On non-signatories, the Court held that whether respondent no. 3 was a veritable party to the arbitration agreement was also a matter for the Arbitral Tribunal. However, the Court held that Section 9 powers are not necessarily confined only to signatories, and appropriate interim orders may be passed against non-signatories where required to preserve the subject matter of arbitration.

Precedent Analysis

The Court relied on Arcelor Mittal Nippon Steel India Ltd. v. Essar Bulk Terminal Ltd., holding that Section 9 exists to preserve the subject matter of arbitration so that arbitral proceedings do not become infructuous.

It referred to Ariat International Inc. v. Sunglass Palace India Pvt. Ltd., reiterating that Section 9 relief is preservative and cannot finally decide merits or grant final relief.

The Court also relied on Adhunik Steels Ltd. v. Orissa Manganese and Minerals Pvt. Ltd. and Essar House Pvt. Ltd. v. Arcellor Mittal Nippon Steel India Ltd., on the principles of prima facie case, balance of convenience, irreparable injury and preservation of disputed assets.

On limitation and jurisdictional objections, the Court referred to ITW Signode India Ltd. v. Collector of Central Excise and Uttarakhand Purv Sainik Kalyan Nigam Ltd. v. Northern Coal Field Ltd., holding that limitation is generally a mixed question of fact and law and may be decided by the Arbitral Tribunal.

On interim orders against non-signatories, the Court relied on Blue Coast Infrastructure Development Pvt. Ltd. v. Blue Coast Hotels Ltd. and Gatx India Pvt. Ltd. v. Arshiya Rail Infrastructure Ltd., holding that Section 9 does not absolutely bar orders affecting third parties where such orders are necessary to protect the arbitral subject matter.

Court’s Reasoning

The Court held that the petitioner had established a prima facie arbitral claim. MOU-I recorded that the Paschim Vihar project had fallen to the petitioner’s share, MOU-II recognised him as the person entitled to represent and realise Realtech’s interest in the project, and the earlier arbitral award contained observations supporting his claim.

The Court observed that the respondents’ objections involved disputed issues, including whether the petitioner acquired RIL’s interest, whether MOU-II survived, whether the Divestment Agreement was valid, whether claims were time-barred, and whether respondent no. 3 was bound by the arbitration agreement. These issues required evidence and could not be finally decided in Section 9 proceedings.

The Court also noted that disputes concerning the project were pending before multiple fora, including enforcement proceedings, NCLAT proceedings, writ petitions and contempt proceedings. This showed that disputes over title, management and alienation of the project continued to subsist.

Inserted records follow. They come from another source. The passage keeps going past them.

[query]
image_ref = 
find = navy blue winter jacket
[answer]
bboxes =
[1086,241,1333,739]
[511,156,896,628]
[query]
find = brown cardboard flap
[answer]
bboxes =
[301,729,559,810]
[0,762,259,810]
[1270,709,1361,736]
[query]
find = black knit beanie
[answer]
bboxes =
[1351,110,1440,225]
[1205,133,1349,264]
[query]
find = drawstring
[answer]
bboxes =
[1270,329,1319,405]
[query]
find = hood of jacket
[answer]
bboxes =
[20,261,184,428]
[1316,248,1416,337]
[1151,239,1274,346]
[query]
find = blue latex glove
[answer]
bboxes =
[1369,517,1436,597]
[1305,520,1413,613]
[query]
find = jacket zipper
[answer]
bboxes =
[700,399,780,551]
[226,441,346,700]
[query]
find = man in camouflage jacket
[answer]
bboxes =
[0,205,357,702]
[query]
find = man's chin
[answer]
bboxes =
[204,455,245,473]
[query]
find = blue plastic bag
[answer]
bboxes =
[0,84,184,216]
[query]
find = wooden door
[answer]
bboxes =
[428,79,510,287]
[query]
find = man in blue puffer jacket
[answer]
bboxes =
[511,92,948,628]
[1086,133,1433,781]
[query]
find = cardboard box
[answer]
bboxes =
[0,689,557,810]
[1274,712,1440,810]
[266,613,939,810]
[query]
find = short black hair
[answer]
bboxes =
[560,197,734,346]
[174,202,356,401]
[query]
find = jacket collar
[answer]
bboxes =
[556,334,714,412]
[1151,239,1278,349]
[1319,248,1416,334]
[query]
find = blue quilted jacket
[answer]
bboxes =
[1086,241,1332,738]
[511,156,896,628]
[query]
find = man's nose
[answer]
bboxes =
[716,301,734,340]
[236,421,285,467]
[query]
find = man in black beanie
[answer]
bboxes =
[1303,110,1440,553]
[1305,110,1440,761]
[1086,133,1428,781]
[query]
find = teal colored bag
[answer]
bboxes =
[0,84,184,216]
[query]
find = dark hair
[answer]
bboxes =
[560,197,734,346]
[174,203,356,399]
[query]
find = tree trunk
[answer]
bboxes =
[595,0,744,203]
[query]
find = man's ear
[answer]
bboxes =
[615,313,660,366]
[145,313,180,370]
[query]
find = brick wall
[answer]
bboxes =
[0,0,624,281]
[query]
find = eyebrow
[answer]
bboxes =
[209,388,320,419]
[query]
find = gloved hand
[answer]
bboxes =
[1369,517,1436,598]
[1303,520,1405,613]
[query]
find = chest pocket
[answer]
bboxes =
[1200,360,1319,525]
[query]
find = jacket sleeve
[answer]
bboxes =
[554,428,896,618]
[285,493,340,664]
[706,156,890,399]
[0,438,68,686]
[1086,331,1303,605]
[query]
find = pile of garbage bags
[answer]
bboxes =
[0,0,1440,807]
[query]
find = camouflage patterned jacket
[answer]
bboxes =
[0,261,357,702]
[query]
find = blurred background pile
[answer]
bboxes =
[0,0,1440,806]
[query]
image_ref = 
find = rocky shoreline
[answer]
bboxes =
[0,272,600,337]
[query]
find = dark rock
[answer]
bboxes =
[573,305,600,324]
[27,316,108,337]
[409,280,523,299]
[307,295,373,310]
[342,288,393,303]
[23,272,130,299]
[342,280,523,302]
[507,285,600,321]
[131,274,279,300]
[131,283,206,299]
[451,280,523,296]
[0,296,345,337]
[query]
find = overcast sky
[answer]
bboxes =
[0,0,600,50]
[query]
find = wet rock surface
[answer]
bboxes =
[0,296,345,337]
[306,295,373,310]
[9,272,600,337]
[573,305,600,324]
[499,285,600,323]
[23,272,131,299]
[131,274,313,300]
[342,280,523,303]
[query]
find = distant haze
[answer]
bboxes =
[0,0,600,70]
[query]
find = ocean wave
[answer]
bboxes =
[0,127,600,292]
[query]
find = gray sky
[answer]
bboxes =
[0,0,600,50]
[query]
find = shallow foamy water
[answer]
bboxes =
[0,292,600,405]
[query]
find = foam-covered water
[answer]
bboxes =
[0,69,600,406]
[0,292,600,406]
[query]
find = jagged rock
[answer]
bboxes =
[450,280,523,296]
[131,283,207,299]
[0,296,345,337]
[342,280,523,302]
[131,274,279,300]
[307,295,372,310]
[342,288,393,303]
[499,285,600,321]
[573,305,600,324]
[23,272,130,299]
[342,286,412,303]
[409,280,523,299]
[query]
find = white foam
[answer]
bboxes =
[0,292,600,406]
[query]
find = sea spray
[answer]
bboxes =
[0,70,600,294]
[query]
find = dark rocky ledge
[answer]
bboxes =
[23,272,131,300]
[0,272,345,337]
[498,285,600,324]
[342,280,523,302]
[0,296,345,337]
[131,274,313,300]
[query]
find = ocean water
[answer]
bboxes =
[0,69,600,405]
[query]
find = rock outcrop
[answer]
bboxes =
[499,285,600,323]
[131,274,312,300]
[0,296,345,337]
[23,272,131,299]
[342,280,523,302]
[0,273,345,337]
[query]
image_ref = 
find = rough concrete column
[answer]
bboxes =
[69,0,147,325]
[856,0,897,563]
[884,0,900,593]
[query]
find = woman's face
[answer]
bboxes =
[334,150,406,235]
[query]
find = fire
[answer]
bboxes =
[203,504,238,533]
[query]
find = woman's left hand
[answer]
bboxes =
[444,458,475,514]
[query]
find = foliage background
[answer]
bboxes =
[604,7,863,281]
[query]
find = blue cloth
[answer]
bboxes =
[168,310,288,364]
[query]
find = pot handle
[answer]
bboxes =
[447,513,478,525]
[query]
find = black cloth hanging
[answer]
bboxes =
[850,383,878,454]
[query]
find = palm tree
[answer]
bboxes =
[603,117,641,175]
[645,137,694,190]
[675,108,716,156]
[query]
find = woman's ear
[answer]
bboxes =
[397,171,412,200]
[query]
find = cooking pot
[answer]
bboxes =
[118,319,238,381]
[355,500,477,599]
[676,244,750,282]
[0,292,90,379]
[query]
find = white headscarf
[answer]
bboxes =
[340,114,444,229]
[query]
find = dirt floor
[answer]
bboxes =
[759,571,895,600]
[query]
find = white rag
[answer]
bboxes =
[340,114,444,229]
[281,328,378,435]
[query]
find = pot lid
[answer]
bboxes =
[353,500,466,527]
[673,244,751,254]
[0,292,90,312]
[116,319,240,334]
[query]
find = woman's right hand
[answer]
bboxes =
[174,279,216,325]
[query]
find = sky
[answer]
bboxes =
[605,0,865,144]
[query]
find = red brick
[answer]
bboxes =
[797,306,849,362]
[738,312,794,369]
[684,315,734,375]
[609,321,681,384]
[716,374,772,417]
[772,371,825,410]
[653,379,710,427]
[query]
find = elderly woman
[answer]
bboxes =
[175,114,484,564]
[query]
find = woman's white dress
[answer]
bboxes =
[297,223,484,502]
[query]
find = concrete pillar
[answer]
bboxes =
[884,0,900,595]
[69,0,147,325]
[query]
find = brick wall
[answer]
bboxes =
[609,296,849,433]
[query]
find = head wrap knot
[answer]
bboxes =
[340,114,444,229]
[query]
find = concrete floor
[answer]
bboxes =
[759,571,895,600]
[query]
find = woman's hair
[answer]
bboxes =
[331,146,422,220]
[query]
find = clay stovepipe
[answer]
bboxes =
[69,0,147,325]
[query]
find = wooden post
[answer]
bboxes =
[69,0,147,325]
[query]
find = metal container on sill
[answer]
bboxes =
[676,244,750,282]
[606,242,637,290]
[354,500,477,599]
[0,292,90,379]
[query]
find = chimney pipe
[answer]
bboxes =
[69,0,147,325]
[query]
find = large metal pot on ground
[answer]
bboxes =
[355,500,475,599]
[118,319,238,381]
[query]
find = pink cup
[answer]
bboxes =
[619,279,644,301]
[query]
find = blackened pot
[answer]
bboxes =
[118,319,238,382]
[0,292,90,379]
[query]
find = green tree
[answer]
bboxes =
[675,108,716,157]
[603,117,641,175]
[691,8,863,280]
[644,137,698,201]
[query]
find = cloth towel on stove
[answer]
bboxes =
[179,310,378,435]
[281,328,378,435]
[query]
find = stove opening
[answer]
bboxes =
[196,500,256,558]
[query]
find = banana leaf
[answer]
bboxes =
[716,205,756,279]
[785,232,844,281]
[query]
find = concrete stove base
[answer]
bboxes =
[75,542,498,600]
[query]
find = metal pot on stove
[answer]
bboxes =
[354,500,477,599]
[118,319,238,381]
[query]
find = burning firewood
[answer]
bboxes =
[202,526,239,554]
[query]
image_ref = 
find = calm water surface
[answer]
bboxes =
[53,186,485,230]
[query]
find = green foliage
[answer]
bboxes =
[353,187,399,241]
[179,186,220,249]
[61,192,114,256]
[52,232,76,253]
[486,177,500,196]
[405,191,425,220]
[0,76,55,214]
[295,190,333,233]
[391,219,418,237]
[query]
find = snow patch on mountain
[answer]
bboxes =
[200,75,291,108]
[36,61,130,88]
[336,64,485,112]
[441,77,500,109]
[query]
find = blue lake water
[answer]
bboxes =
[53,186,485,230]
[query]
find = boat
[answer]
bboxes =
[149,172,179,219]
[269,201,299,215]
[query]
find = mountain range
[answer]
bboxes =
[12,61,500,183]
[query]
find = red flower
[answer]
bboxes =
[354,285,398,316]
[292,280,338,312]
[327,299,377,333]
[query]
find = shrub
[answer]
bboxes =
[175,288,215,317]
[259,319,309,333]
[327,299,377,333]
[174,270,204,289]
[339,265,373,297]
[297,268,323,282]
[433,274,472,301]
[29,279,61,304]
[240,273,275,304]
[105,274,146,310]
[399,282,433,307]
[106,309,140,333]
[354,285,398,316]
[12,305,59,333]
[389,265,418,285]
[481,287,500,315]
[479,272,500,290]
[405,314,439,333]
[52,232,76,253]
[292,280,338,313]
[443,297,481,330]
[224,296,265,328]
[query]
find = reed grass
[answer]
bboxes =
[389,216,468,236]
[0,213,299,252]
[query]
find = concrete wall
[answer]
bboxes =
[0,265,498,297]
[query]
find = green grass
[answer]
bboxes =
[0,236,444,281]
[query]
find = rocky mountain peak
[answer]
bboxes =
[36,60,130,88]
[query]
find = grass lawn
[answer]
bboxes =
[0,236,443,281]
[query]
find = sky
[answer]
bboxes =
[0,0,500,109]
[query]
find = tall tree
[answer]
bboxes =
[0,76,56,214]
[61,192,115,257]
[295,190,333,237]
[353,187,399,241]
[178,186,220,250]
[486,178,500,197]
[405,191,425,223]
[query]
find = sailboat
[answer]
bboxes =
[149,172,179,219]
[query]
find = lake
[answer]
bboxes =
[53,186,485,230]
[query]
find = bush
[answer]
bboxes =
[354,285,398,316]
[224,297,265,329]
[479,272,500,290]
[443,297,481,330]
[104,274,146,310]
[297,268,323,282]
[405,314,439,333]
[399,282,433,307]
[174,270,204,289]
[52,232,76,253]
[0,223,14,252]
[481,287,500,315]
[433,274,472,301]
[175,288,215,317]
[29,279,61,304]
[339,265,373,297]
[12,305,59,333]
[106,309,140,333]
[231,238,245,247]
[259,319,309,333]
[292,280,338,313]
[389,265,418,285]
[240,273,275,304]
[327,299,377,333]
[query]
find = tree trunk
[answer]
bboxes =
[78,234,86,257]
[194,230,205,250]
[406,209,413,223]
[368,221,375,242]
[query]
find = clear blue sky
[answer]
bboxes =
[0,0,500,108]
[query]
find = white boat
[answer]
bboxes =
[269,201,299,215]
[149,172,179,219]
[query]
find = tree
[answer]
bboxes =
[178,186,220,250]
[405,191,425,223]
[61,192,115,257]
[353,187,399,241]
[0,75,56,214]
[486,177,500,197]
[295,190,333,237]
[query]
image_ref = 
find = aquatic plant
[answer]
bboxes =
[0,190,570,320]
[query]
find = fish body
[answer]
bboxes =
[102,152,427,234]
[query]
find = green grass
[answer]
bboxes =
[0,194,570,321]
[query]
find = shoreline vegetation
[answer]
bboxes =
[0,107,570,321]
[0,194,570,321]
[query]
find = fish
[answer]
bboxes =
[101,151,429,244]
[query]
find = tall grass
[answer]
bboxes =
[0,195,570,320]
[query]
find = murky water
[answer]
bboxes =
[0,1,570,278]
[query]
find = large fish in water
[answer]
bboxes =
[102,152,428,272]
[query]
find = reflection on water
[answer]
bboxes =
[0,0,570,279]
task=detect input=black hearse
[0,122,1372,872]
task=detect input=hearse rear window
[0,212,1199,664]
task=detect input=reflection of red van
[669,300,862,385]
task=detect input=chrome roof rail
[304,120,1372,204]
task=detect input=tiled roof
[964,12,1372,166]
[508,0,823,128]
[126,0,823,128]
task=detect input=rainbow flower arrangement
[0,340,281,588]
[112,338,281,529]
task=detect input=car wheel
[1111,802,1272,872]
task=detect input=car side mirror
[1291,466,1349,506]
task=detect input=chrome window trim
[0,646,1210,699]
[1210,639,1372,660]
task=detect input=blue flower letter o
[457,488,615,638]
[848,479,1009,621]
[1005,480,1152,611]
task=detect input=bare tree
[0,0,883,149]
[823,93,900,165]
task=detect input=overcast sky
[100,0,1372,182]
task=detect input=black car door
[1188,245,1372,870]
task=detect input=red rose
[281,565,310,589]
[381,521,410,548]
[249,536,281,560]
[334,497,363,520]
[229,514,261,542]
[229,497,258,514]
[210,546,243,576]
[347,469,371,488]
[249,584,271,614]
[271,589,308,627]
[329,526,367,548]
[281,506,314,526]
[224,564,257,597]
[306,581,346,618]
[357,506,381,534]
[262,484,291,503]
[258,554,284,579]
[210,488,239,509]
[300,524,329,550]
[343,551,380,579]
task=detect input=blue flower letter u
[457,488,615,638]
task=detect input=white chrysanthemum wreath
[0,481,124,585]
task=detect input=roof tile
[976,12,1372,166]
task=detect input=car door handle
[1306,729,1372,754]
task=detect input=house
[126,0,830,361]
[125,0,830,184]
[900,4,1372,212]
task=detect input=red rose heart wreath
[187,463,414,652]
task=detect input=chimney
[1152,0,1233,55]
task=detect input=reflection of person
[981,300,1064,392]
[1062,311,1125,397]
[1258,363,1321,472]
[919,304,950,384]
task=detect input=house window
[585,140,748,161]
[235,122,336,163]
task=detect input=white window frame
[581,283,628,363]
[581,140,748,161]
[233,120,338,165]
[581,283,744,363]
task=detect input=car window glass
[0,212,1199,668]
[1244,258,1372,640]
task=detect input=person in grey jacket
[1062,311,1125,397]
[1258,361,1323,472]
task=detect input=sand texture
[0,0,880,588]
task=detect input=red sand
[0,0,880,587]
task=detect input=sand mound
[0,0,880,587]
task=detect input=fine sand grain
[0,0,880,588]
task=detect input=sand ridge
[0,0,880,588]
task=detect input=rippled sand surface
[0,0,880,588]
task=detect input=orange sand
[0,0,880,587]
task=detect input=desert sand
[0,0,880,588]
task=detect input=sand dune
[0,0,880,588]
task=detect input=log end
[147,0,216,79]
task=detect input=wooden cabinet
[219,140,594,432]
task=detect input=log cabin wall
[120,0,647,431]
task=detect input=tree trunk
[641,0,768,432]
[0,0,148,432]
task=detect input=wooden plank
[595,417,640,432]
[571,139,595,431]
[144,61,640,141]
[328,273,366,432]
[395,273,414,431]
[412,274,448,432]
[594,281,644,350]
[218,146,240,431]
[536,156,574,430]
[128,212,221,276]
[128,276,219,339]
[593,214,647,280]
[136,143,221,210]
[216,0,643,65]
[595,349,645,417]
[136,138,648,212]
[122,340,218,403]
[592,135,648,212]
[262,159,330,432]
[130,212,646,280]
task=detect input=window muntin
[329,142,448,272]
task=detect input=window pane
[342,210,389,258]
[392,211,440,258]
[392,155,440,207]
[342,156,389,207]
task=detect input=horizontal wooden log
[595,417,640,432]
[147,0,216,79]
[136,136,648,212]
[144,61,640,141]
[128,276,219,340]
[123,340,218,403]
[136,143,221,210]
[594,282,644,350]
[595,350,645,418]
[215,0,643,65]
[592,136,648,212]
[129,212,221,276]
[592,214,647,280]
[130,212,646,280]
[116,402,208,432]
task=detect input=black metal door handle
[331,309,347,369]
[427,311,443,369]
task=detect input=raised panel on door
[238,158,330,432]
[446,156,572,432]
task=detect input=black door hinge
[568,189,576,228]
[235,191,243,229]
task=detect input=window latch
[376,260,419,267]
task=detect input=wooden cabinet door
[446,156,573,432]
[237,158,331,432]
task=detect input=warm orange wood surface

The Court held that if further third-party rights were created during the pendency of arbitration, any eventual award could become difficult to enforce and could lead to multiplicity of proceedings. Therefore, preservation of the remaining disputed subject matter was necessary.

Conclusion

The Delhi High Court allowed interim protection in favour of the petitioner. It held that the petitioner had established a prima facie case, the balance of convenience lay in his favour, and further creation of third-party rights would cause irreparable prejudice.

The Court restrained the respondents, their directors, officers, agents, assigns and all persons claiming through them from creating any third-party rights in respect of 50% of the total saleable area of Capitol City Mall/Emaya Mall at Plot Nos. BG-1 and BG-2, Paschim Vihar, New Delhi. The Court clarified that all observations were prima facie and that the Arbitral Tribunal would decide all issues independently.

Case: Rajeev Behl v. Bhupesh Kumar Dhingra & Ors.
Court: Delhi High Court
Case Number: O.M.P.(I) (COMM.) 129/2026 & I.A. 8254/2026
Judge: Justice Mini Pushkarna
Date: 3 July 2026
Result: Section 9 petition disposed of; respondents restrained from creating third-party rights in 50% of the total saleable area of the Emaya Mall project.